Evangelización | Carlos Pérez Laporta
Hace oír a los sordos y hablar a los
mudos
Viernes de la 5ª semana del tiempo ordinario /
Marcos 7, 24-30
Evangelio: Marcos 7, 31 37
En aquel tiempo, dejando Jesús el
territorio de Tiro, pasó por Sidón, camino del lago de Galilea, atravesando la
Decápolis. Y le presentaron un sordo que, además, apenas podía hablar; y le
piden que le imponga la mano.
El, apartándolo de la gente, a
solas, le metió los dedos en los oídos y con la saliva le tocó la lengua. Y,
mirando al cielo, suspiró y le dijo:
«Effetá», (esto es: «ábrete»).
Y al momento se le abrieron los
oídos, se le soltó la traba de la lengua y hablaba correctamente.
Él les mandó que no lo dijeran a
nadie; pero, cuanto más se lo mandaba, con más insistencia lo proclamaban
ellos.
Y en el colmo del asombro decían:
«Todo lo ha hecho bien; hace oír a
los sordos y hablar a los mudos».
Comentario
Después de hacer el milagro Jesús
«les mandó que no lo dijeran a nadie; pero, cuanto más se lo mandaba, con más
insistencia lo proclamaban ellos». Jesús tenía muchos motivos para pedirles
aquella discreción. Pero uno de esos motivos era que pudieran interiorizar lo
que sus ojos veían. Porque incluso «en el colmo del asombro», y después de
haber admitido que Jesús «todo lo ha hecho bien» porque «hace oír a los sordos
y hablar a los mudos» es posible olvidarlo. Los hechos más contundentes de Dios
pueden quedar atrás en el tiempo hasta perder toda su vigencia en nosotros.
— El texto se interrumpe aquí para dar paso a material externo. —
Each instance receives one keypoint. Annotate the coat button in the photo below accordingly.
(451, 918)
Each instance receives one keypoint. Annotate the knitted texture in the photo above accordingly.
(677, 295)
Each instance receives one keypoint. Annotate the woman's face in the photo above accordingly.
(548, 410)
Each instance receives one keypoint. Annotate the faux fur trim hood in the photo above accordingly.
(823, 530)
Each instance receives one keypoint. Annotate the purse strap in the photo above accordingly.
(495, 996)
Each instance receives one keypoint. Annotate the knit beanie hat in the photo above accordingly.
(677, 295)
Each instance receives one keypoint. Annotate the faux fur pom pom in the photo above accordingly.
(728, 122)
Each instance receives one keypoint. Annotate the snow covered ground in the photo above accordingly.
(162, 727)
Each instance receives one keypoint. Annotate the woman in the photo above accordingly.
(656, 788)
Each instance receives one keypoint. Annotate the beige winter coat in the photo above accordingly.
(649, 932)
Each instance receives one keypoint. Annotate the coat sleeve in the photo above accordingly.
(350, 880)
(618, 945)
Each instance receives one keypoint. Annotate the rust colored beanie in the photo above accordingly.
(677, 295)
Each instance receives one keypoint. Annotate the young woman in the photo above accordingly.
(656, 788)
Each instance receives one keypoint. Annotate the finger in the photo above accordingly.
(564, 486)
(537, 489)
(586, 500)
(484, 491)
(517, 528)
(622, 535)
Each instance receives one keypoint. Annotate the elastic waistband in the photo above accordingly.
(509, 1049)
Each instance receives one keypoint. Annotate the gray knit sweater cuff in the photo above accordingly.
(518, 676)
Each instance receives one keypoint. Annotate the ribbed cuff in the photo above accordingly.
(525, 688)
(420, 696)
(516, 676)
«Effetá». Esa misma palabra la dijo
Jesús en nuestro bautizo para que se abriera nuestro oído y se soltara nuestra
lengua, para que a nuestro debido tiempo pudiéramos escuchar a Dios y
dirigirnos a Él. Pero en nada puede haber quedado aquel milagro, tan
arrinconado en el pasado, que ya casi no sea verdad.
Si no nos dejamos hacer por aquel
suceso, de nada serviría ninguna palabra de Dios. Si no nos dejamos transformar
en el secreto silencio de nuestro interior día a día, de nada sirven todos los
milagros y palabras de Jesús. Como dijo Sta. Angela da Foligno: «aunque todos
los sabios del mundo y todos los santos del paraíso me agobiaran con sus
consuelos y promesas, y el mismo Dios lo hiciera con sus dones, si no me
transformara a mí misma y no iniciara en el fondo de mí misma una nueva
operación, en lugar de hacerme bien, los sabios, los santos y Dios mismo
exasperarían, más allá de lo expresable, mi desesperación, mi furor, mi
tristeza, mi sufrimiento y mi ceguera».